Explainer: What is OCR, and how does it work?
Optical character recognition is the process of converting an image of text into a machine-readable text format.
The technology was invented to solve issues connected with text editors’ inability to edit, search or count the words in image files.
OCR is particularly relevant as increasing digitalization requires businesses to receive information from print media, which is traditionally harder to store and manage. This includes scans of identity documents, such as passports or driver’s licenses, which also include photos that can be used for biometric identity binding.
Scanning images via OCR eliminates manual intervention and enables the conversion of text images into text data that can later be analyzed by other business software.
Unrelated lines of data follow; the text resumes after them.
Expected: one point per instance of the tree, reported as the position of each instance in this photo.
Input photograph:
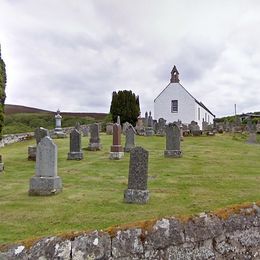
(2, 93)
(126, 105)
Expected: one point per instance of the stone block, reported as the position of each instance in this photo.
(92, 246)
(136, 196)
(173, 153)
(32, 153)
(116, 155)
(75, 155)
(45, 186)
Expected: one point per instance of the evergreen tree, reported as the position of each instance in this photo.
(126, 105)
(2, 93)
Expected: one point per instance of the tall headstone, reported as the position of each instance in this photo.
(109, 128)
(94, 141)
(118, 120)
(161, 127)
(75, 146)
(46, 181)
(1, 164)
(173, 141)
(39, 133)
(149, 129)
(137, 179)
(129, 138)
(58, 132)
(116, 150)
(252, 131)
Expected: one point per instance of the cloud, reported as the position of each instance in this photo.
(74, 54)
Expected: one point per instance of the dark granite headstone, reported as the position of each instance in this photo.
(94, 141)
(116, 150)
(46, 181)
(173, 141)
(75, 146)
(137, 179)
(129, 138)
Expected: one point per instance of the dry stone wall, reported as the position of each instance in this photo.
(208, 236)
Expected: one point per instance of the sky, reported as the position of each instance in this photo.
(72, 54)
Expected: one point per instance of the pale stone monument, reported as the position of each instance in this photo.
(1, 164)
(129, 138)
(116, 150)
(94, 141)
(137, 179)
(173, 141)
(58, 132)
(39, 133)
(75, 146)
(46, 181)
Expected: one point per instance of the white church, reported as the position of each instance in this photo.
(176, 103)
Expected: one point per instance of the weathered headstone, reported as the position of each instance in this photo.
(75, 146)
(137, 179)
(1, 164)
(46, 181)
(129, 138)
(149, 129)
(116, 150)
(39, 133)
(94, 141)
(77, 126)
(173, 141)
(85, 130)
(109, 128)
(118, 120)
(195, 129)
(58, 131)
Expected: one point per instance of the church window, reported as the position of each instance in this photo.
(174, 106)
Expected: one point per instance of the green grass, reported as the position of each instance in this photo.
(214, 172)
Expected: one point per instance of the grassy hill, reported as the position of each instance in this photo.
(20, 119)
(213, 173)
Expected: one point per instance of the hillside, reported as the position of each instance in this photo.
(15, 109)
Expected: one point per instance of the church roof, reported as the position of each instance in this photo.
(175, 71)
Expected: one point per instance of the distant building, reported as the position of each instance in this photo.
(176, 103)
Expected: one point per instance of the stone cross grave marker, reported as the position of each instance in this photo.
(137, 179)
(173, 141)
(75, 146)
(46, 181)
(116, 150)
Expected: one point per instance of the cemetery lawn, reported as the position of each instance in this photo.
(214, 172)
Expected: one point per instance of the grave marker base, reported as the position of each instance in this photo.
(45, 186)
(136, 196)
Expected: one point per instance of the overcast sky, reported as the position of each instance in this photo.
(72, 54)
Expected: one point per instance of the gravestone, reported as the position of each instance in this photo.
(58, 132)
(195, 129)
(116, 150)
(149, 129)
(39, 133)
(118, 120)
(161, 127)
(77, 126)
(129, 138)
(173, 141)
(109, 128)
(1, 164)
(46, 181)
(75, 146)
(137, 178)
(94, 141)
(85, 130)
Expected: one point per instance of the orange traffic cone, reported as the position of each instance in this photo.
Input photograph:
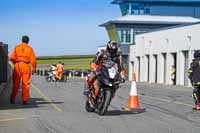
(133, 97)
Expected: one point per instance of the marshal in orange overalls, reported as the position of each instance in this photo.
(59, 71)
(21, 57)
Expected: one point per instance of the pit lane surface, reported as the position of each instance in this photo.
(59, 108)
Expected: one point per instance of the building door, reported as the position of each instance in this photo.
(164, 67)
(156, 67)
(173, 77)
(138, 58)
(186, 66)
(148, 68)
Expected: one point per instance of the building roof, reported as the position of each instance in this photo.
(150, 19)
(156, 1)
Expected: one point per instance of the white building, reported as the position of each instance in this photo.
(156, 52)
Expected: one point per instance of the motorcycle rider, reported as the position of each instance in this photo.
(194, 75)
(111, 53)
(53, 71)
(59, 70)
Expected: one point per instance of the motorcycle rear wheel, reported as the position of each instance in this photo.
(106, 102)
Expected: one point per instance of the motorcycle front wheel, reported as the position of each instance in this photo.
(88, 108)
(107, 99)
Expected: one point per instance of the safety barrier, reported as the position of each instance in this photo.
(69, 73)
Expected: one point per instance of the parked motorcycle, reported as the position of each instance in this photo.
(108, 82)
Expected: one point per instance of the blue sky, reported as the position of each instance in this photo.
(56, 27)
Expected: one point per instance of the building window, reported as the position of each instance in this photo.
(128, 36)
(138, 9)
(124, 8)
(125, 36)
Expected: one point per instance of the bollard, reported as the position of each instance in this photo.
(45, 72)
(82, 75)
(37, 72)
(70, 74)
(41, 72)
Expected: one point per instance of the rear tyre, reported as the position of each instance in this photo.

Companies can use the data to conduct analytics, streamline operations, automate processes and enhance productivity.
How does OCR work?
OCR systems comprise both hardware and software components. The hardware is used to physically scan the document, while the software takes care of the analysis of the characters and their translation into machine-readable text.
From a technical standpoint, OCR software transforms the document into a two-color (usually black-and-white) version. The scanned image, or bitmap, is subsequently analyzed for light and dark areas, with the latter identified as characters to be recognized. In contrast, the former areas are classified as background and therefore excluded from further processing.
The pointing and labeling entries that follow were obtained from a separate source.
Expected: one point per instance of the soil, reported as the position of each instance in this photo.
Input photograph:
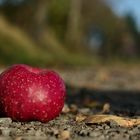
(89, 91)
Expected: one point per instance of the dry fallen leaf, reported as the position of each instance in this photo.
(121, 121)
(65, 135)
(98, 119)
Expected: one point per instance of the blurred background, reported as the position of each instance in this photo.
(69, 32)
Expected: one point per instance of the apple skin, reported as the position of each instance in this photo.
(31, 94)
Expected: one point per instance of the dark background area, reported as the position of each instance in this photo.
(63, 33)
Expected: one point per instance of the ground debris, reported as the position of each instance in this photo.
(97, 119)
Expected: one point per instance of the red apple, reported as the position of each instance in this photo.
(28, 94)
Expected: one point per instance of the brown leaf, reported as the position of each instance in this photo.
(65, 135)
(121, 121)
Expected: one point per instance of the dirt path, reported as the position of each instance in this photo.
(89, 91)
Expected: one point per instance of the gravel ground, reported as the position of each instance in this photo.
(90, 91)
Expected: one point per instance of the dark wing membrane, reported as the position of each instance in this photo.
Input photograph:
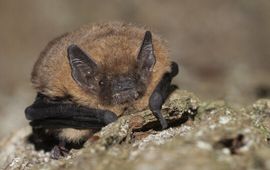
(56, 114)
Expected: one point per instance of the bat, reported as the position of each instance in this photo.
(88, 78)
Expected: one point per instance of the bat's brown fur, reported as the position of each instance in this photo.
(114, 46)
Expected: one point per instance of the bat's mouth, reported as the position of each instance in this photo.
(125, 96)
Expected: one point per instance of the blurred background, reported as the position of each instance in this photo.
(223, 47)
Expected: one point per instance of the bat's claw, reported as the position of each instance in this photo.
(59, 151)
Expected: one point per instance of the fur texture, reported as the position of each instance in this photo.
(115, 47)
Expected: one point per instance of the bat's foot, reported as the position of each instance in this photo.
(59, 151)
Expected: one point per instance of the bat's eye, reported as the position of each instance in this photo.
(101, 83)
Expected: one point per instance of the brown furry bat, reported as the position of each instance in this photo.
(96, 73)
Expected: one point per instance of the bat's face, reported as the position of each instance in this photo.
(121, 89)
(111, 88)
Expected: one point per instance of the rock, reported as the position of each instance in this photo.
(202, 135)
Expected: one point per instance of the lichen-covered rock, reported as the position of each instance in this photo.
(202, 135)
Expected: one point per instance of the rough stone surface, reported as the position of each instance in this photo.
(202, 135)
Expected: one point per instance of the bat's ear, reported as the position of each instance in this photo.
(146, 58)
(83, 68)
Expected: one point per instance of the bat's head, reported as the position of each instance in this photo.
(113, 88)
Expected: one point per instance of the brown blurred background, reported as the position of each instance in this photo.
(223, 47)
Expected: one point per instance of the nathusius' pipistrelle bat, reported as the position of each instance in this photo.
(87, 78)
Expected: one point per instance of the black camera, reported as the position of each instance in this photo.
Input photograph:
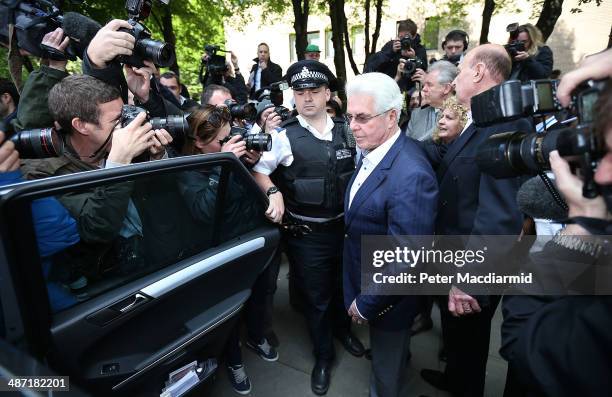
(145, 48)
(35, 18)
(177, 126)
(411, 65)
(406, 42)
(512, 100)
(514, 47)
(245, 111)
(515, 153)
(261, 142)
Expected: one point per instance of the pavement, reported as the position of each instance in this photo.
(290, 375)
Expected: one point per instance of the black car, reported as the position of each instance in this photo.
(123, 325)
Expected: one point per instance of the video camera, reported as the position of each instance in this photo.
(517, 153)
(261, 142)
(35, 18)
(38, 143)
(177, 126)
(158, 52)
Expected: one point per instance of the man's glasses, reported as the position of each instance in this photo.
(362, 118)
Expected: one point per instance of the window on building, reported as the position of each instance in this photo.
(357, 40)
(431, 32)
(312, 37)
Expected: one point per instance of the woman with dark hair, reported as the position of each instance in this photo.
(210, 133)
(536, 62)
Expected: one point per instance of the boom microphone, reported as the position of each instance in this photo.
(80, 29)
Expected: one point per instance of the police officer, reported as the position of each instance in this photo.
(305, 177)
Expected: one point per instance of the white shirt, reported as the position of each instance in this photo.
(468, 123)
(370, 161)
(281, 148)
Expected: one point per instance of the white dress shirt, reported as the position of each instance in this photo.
(281, 148)
(370, 161)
The dark areas are analyzed to find either alphabetic letters or numeric digits. This part of the process typically targets characters individually and identifies them using one of two types of algorithms: pattern matching or feature extraction.
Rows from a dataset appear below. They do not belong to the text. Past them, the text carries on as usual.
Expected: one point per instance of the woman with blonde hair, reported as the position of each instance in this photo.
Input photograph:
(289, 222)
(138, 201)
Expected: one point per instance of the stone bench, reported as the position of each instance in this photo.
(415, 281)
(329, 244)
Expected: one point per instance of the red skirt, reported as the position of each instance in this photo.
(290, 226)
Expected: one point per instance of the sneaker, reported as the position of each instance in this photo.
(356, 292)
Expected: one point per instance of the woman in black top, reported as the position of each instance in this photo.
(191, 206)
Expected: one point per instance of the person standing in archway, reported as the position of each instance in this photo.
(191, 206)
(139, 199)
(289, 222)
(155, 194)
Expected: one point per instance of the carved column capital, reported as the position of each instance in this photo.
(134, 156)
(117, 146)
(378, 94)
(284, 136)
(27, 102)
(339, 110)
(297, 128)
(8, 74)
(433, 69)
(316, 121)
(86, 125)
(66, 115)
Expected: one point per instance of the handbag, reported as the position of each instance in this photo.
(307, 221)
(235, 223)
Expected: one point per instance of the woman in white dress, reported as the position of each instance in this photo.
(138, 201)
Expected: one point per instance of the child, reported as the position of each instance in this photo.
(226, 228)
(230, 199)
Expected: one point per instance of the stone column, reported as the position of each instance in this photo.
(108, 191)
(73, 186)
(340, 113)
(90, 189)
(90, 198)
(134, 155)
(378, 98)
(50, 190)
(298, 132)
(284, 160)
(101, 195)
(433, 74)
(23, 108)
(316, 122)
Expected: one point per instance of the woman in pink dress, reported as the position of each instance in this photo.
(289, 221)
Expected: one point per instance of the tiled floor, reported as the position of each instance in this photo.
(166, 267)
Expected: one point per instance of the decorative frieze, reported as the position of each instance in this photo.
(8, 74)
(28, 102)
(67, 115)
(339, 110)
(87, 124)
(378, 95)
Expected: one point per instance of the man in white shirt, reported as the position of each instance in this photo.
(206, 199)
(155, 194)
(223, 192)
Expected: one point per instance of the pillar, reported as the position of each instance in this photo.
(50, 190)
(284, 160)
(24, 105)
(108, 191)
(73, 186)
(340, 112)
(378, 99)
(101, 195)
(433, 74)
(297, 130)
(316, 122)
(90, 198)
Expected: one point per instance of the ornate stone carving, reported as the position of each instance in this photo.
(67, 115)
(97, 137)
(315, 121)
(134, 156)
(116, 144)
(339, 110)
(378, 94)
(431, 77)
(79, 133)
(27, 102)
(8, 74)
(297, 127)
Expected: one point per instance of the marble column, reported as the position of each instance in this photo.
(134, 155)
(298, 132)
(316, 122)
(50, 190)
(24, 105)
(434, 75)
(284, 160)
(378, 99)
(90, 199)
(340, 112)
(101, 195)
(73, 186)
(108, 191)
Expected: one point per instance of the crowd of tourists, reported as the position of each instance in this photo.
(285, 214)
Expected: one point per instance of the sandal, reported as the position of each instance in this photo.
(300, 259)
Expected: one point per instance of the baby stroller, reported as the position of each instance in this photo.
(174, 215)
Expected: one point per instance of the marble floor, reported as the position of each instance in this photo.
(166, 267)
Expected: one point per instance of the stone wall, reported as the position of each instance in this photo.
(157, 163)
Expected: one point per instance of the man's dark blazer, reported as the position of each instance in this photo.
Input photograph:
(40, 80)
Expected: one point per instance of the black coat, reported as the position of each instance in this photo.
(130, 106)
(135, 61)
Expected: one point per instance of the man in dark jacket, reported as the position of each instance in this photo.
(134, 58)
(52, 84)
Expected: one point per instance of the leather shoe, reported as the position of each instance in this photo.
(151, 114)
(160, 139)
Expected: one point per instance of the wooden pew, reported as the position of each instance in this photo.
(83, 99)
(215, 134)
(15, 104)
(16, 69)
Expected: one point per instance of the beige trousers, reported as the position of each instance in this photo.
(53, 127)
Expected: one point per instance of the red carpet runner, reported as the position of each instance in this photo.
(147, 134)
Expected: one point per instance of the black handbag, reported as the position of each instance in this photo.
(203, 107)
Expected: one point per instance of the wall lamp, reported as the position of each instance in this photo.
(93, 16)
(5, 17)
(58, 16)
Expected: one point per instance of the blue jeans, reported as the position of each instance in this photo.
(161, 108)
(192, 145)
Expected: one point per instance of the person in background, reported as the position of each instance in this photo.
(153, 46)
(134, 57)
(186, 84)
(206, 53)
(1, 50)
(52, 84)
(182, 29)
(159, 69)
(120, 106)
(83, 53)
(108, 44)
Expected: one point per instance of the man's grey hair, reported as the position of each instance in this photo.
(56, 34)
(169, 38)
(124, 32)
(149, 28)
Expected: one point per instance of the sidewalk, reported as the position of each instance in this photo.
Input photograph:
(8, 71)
Pattern matching isolates a character image (called a glyph) and compares it with a similarly stored glyph. Noticeably, pattern recognition works only in those cases where the stored glyph has a font with similar font and scale to the input glyph. Because of this, the method works best with scanned images of documents that rely on standard fonts.
The second type of algorithm uses feature extraction, a method that breaks down the glyphs into features such as lines, closed loops, line direction, and line intersections. These features are then used to find the best match among the stored glyphs.
After analysis, the system converts the extracted text data into a digital file. The file can also be used to automate the completion of forms.